N° RG 23/00069 - N° Portalis DB24-W-B7H-EC6M

Minute n°25/9

Le 1 exécutoire et expédition à Me Jean louis BELOT 1 expédition à la SCP MONTAIGNE AVOCATS (Me Paul MAILLARD) ; la SAS AVODES (Me Sébastien REY) 1 copie dossier

JUGEMENT D’ORIENTATION DU 03 MARS 2025

- AUTORISATION DE VENTE AMIABLE -

A l’audience publique du juge de l’exécution du tribunal judiciaire de Niort, tenue le dix huit novembre deux mil vingt quatre, à dix heures, par Christelle DIDIER, Vice-présidente, juge de l’exécution, assistée de Pauline MENANTEAU, Greffière,

a été évoquée l’affaire opposant :

DEMANDERESSE :

CAISSE DE CREDIT MUTUEL DE [Localité 10] inscrite au RCS de [Localité 9] sous le n°D 781 305 198 dont le siège social est situé [Adresse 1] représentée par Me Jean louis BELOT, avocat au barreau de DEUX-SEVRES

CRÉANCIER POURSUIVANT

DEFENDEURS:

Monsieur [T] [M] époux [S] de nationalité Française [Adresse 4] [Localité 8] représenté par Maître Paul MAILLARD de la SCP MONTAIGNE AVOCATS, avocats au barreau de DEUX-SEVRES

Madame [Y] [S] de nationalité Française [Adresse 4] [Localité 8] représentée par Maître Paul MAILLARD de la SCP MONTAIGNE AVOCATS, avocats au barreau de DEUX-SEVRES

DÉBITEURS SAISIS

CREANCIERS INSCRITS :

SCI FRANCAIS MIGAUD, inscrite au RCS de [Localité 11] sous le n°523 174 035 dont le siège social est situé [Adresse 3], représentée par Maître Sébastien REY de la SAS AVODES, avocats,

TRESOR PUBLIC, Centre des finances pubiques des Deux-[Localité 15] [Adresse 2] [Localité 7], non comparant

EXPOSE DU LITIGE

Le 17 août 2023, la Caisse de Crédit Mutuel de [Localité 10] (le créancier) a fait signifier à Monsieur [T] [M] et Madame [Y] [S] épouse [M] (le débiteur), un commandement de payer la somme totale de 55218,32 euros, portant intérêts au taux nominal de 4,08 % l’an, en vertu de la copie exécutoire d’un acte de prêt reçu le 16 juin 2011, par Maître [Z] [L], notaire associé à [Localité 11] (79).

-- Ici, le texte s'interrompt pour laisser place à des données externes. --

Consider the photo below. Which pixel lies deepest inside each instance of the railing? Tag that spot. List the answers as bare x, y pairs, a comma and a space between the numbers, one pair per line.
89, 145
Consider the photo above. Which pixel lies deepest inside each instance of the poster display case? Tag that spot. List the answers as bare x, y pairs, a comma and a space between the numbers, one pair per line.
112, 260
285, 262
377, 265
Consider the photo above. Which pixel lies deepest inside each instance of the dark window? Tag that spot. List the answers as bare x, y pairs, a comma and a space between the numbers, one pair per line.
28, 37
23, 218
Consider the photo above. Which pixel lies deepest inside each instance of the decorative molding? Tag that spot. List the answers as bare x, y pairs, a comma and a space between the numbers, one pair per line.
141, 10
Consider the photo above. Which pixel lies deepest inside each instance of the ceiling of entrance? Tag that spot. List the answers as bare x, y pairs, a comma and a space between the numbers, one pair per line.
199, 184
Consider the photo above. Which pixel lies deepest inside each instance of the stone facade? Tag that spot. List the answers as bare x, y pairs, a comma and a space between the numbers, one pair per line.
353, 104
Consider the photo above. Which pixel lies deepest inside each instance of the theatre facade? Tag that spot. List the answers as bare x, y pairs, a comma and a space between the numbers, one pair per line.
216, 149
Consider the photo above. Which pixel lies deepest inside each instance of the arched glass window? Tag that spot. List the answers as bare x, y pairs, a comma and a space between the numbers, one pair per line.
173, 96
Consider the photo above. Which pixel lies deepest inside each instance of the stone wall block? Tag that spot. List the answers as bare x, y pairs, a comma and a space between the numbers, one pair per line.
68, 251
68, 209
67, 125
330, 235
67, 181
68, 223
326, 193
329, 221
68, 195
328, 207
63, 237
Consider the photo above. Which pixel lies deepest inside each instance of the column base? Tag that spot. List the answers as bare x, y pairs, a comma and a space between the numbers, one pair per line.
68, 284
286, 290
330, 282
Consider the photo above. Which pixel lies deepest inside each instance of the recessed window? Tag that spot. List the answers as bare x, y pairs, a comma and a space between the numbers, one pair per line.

Ce commandement valait saisie immobilière d’un immeuble à usage d'habitation situé à [Adresse 14], cadastré section AL n °[Cadastre 5] et AL n °[Cadastre 6], d’une contenance totale de 00 ha 03 a 65 ca.

Le commandement a été signifié à personne pour les deux débiteurs.

Il a été publié au service de la publicité foncière de [Localité 11] 1 le 06 octobre 2023 au volume 2033 S n °41.

Par acte du 30 novembre 2023, la Caisse de Crédit Mutuel de Marans a fait assigner Monsieur [T] [M] et Madame [Y] [S] épouse [M] devant le juge de l’exécution de ce tribunal à l’audience d’orientation du 12 février 2024, aux fins de voir notamment constater sa créance liquide et exigible en vertu d’un titre exécutoire, fixer sa créance à la somme de 55 218,32 euros en principal, frais et autres accessoires, dire la saisie régulière et ordonner la vente aux enchères publiques de l’immeuble désigné.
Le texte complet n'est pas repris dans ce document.